By a MetNews Staff Writer

 

The Court of Appeal for this district has reversed a judgment committing a man to prison for two years although he had pled guilty to first degree residential burglary with a person present under a plea bargain that entailed probation but no prison time, with the justices holding that the fact the defendant had arrived late to court for his sentencing time did not justify the judge’s action in nullifying the agreement.

Wednesday’s decision comes in an unpublished opinion by Presiding Justice Lee Edmon of Div. Three.

Los Angeles Superior Court Judge Emily Cole took the plea by defendant Tony McClain who had broken into the apartment of his girlfriend while she was present. However, he agreed that the sentence could be imposed by some other judge, and the matter came before Judge Lisa M. Chung.

McClain was scheduled to appear before her last May 20 at 8:30 a.m. He didn’t show up at that time.

At 9:20 a.m., Chung noted the failure to appear and voiced some “independent concerns regarding accepting this plea,” noting the nature of McClain’s recent conduct and his prior offenses.

He appeared later—Edmon noted that the record doesn’t reflect the hour and minute—and explained that he got caught up in traffic and that, as “a father and a working man,” he “was rushing for time.”

Explanation Rejected

Those were shoddy excuses, Chung declared, scrapping the plea agreement pursuant to the California Supreme Court’s 1988 decision in People v. Cruz, and ordering McClain’s imprisonment. That opinion says, in footnote 5:

“[I]f the defendant willfully fails to appear for sentencing the trial court may withdraw its approval of the defendant’s plea and impose a sentence in excess of the bargained-for term.”

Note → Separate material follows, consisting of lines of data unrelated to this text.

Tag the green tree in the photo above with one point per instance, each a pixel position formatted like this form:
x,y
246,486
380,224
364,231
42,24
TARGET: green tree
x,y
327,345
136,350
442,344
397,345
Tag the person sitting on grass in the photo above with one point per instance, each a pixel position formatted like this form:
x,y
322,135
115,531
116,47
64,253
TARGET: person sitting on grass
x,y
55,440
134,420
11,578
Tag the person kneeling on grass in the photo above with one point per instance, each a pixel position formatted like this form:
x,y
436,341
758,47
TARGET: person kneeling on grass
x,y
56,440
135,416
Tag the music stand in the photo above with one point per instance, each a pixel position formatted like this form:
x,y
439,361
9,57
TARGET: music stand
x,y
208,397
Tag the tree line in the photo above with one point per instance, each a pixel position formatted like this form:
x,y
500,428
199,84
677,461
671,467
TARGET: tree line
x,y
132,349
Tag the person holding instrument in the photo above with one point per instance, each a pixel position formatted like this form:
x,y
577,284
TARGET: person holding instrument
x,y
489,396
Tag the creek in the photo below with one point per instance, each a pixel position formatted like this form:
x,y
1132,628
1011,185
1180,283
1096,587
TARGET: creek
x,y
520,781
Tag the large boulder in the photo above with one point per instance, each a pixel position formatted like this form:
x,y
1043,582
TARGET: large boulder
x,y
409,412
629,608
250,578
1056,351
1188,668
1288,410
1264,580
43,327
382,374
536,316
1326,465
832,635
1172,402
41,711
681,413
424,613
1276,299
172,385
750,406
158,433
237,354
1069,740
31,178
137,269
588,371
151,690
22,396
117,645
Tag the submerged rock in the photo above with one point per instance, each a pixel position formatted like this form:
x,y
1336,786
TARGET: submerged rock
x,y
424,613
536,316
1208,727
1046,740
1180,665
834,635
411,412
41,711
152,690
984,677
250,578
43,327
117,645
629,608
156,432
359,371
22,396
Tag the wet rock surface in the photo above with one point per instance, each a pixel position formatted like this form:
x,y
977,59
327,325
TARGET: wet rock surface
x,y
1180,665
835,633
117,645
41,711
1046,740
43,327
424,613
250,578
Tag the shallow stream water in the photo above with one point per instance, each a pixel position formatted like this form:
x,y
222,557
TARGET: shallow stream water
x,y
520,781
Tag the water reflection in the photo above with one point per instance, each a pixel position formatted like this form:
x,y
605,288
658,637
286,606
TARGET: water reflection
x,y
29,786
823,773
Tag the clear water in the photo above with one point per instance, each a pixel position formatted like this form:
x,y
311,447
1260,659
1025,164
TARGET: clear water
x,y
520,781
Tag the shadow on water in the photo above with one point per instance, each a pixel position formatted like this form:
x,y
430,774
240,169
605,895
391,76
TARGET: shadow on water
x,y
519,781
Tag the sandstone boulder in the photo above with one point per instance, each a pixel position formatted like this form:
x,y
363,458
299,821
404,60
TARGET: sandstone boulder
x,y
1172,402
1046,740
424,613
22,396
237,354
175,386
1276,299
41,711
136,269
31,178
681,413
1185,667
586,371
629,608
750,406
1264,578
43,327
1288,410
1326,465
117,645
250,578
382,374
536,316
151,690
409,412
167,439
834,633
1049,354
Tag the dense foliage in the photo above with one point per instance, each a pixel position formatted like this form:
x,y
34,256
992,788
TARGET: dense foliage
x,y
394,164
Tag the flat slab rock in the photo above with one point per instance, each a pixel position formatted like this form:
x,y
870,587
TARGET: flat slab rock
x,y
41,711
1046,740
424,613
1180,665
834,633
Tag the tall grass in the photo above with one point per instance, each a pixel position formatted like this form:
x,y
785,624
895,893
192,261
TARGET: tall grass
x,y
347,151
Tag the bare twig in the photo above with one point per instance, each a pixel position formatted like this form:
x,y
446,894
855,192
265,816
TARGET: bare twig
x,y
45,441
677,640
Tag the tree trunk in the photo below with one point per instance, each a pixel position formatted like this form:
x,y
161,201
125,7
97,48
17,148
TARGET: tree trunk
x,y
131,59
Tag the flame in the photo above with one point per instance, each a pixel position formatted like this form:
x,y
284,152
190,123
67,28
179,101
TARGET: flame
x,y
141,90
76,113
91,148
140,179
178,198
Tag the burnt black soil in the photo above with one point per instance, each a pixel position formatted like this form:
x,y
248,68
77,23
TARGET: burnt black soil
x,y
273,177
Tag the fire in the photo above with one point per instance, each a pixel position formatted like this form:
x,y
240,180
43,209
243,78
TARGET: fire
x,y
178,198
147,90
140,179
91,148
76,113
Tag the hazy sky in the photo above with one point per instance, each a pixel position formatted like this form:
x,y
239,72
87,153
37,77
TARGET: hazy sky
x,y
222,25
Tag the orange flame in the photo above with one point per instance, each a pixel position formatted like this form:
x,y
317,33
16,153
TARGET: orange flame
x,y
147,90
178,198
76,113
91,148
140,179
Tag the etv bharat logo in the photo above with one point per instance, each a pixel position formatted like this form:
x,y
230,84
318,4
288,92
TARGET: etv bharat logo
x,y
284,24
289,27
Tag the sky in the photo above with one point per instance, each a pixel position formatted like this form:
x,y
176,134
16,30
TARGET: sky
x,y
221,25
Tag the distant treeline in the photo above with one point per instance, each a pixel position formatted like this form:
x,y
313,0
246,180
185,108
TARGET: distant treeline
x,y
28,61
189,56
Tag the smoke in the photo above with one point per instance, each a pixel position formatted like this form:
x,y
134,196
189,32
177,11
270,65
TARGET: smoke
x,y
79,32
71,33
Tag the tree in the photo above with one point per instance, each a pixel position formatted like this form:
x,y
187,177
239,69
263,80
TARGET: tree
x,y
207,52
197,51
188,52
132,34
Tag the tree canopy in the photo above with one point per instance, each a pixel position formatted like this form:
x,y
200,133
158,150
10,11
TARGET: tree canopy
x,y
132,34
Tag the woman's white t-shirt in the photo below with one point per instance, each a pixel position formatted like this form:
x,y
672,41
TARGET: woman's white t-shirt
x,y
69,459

The text makes reference to “an absconding defendant’s avoidance or ‘waiver’ of the terms of the bargain by flight.”

Edmon wrote:

“To establish a Cruz waiver violation, the evidence must establish that the defendant willfully engaged in prohibited behavior….Here, however, the trial court merely found McClain’s excuse for being late did not constitute ‘good cause.’ The trial court did not find he was willfully late for sentencing. We might be able to infer such a finding, except the trial court expressed its disinclination to honor the plea agreement before it had even heard McClain’s explanation for being late to court. The trial court said it did not agree with the negotiated plea and suggested that had the plea been presented to it, it would not have accepted the plea based on the underlying offenses and McClain’s misdemeanors. We therefore cannot find that the trial court’s refusal to honor the plea agreement was grounded in a finding that McClain willfully was late to court as opposed to its disagreement with the negotiated plea itself.”

Insufficient Evidence

She added:

“And, even under the correct standard, there is insufficient evidence McClain willfully was late to his sentencing hearing. As used in penal statutes, ‘willful’ and ‘willfully’ imply a purpose or willingness to commit the act, that the person knows what he is doing, and intends to do what he is doing.”

The opinion does not order that the plea bargain be enforced. Rather, it directs the Superior Court “to impose the negotiated sentence or to allow Tony McClain to withdraw his plea.”

The case is People v. McClain, B312855.